(OT) - NOT A Major Blow to Copyleft Theory

Alexander Terekhov alexander.terekhov at gmail.com
Sat Feb 9 16:16:13 UTC 2008


On Feb 9, 2008 4:56 PM, Matthew Flaschen <matthew.flaschen at gatech.edu> wrote:
> Alexander Terekhov wrote:
> > On Feb 9, 2008 3:56 PM, Matthew Flaschen <matthew.flaschen at gatech.edu> wrote:
> > [...]
> >> What I'm "implying" is that your argument is specious.
> >
> > Hand waving.
>
> I said very clearly why it's specious.  The government simply doesn't
> enforce the law, the vast majority of the time.

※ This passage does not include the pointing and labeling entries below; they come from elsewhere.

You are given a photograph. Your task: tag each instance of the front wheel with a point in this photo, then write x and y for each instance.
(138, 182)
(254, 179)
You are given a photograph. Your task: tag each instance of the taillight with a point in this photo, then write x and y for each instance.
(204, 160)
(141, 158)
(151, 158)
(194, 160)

Here again you seem to falsely imply that the act was somehow illegal.
I submit that the act was utterly legal.

>
> >>> Feel free to bring this to the attention of Microsoft Legal, then.
> >>> And let me know what they will tell you. TIA.
> >> It's not my job to enforce Microsoft's copyright, and I don't see how
> >> any of this is relevant to this list.
> >
> > Quoting Rick Moen (rick at linuxmafia.com):
> >
> >> I'd personally like to see Terenkov _test_ his theory, using, say, a
> >> downloaded copy of ...  We then bring this to the attention of ...
> >> Legal, which should give the man's hypothesis a suitably vigourous
> >> validation.
>
> /I/ didn't say that.  I don't care a whit about Adobe enforcing their
> proprietary EULA either, and I don't see how it concerns the Open Source
> Initiative.

+1. :-)

regards,
alexander.

--
"Notwithstanding Jacobsen's confused discussion of unilateral
contracts, bilateral contracts, implied licenses, "licenses to the
world" and "bare" licenses in his Appellant's Brief, the issue at hand
is fairly simple."

 -- Brief of Appellees (CAFC 2008-1001).